Two decades later, long after 35mm film has bit the dust, I currently own the 50.6 mp Canon 5DsR digital single-lens reflex camera, which I bought on sale brand-new for $1,499. But owning the camera by itself doesn't do it. Taking full advantage of digital, I have an ultra-powerful computer that has the best development and enhancement software that consumers can buy, from companies such as Adobe, On1, Skylum and Topaz. Does digital make much of a difference here? Let's take just one small example...

With my Minolta, shooting in low-light conditions with anything even slightly moving required 400 ASA film, showing immense grain that no photo lab could possibly remove. Grain just went with the territory. The 5DsR, with 50 mp stuffed inside a full-frame sensor, can show noticeable digital noise at an ISO as low as 1600. At a setting of 12,800 the noise is beyond awful. But that's not a problem in the world of digital.

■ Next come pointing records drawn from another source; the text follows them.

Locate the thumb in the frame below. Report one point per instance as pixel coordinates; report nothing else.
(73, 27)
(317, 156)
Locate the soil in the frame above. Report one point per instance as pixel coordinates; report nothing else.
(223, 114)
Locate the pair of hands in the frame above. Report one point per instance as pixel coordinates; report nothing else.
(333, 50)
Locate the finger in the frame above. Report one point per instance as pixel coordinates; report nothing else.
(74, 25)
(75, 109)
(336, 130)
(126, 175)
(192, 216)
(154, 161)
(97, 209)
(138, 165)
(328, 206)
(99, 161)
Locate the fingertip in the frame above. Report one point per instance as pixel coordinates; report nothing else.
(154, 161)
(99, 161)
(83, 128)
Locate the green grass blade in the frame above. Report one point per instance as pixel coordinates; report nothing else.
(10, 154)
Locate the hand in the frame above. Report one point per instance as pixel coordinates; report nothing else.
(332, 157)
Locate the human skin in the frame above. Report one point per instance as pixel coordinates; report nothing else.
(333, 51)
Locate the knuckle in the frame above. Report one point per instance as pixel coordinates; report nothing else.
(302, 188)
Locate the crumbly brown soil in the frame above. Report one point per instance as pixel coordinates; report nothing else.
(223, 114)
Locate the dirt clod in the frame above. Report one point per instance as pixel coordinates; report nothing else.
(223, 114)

Noise-reduction programs, such as DxO Deep Prime, Topaz DeNoise and On1 NoNoise not only remove all noise and fringing, but rebuild the image to look sharper than the original file. And as for the creative manipulation of photo images, comparing film to digital is like comparing a paper airplane to the world's most modern passenger jet.

The point I'm making here is that digital is totally open-ended, while mechanical processes are limited. This applies to digital pianos as well, although for the time being it only holds true for the home market. But along that line, when I can afford the successor of the Kawai CA99/79 series, which should be released perhaps in the next two years, I will buy a DP whose sampled/simulated grand piano tones will be more appealing than tones from an acoustic upright.

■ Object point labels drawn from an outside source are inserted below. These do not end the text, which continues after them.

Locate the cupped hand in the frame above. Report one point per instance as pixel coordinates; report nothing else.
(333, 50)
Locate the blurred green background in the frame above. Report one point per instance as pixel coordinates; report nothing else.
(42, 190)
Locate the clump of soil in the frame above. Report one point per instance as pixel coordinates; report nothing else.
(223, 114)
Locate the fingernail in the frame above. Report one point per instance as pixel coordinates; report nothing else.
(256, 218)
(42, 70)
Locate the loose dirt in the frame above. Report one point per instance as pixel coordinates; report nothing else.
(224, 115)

The math, then, is quite simple. Digital has nowhere to go but up; acoustic has nowhere to go...at all.
I agree in principle, but a minor quibble is that images from 35mm film are higher in quality than 6mp digital, and 20 years ago there were fine-grained 400 ASA films. It takes a 3000x5000 pixel scan to capture a 35mm image, or about 15mp. The convenience and immediate feedback of digital imaging is what all but killed 35mm film. It is still used some-- I just shot several rolls myself.

For large format images, say 4x5 film format, film is still highly competitive.

But if a digital piano obsoletes acoustic pianos, I expect the first place it would happen is in the concert hall. The cost of a 9' piano provides an ample asset amount for the sound system that will be needed. This is probably the opposite of the order of defeat of film.

We already are there with organs. Very few people haul actual B3's around any more, and churches with fully digital organs are not uncommon. $3-5K is enough to have a phenomenal digital "pipe" organ at home.

Who knows how long it will take with pianos.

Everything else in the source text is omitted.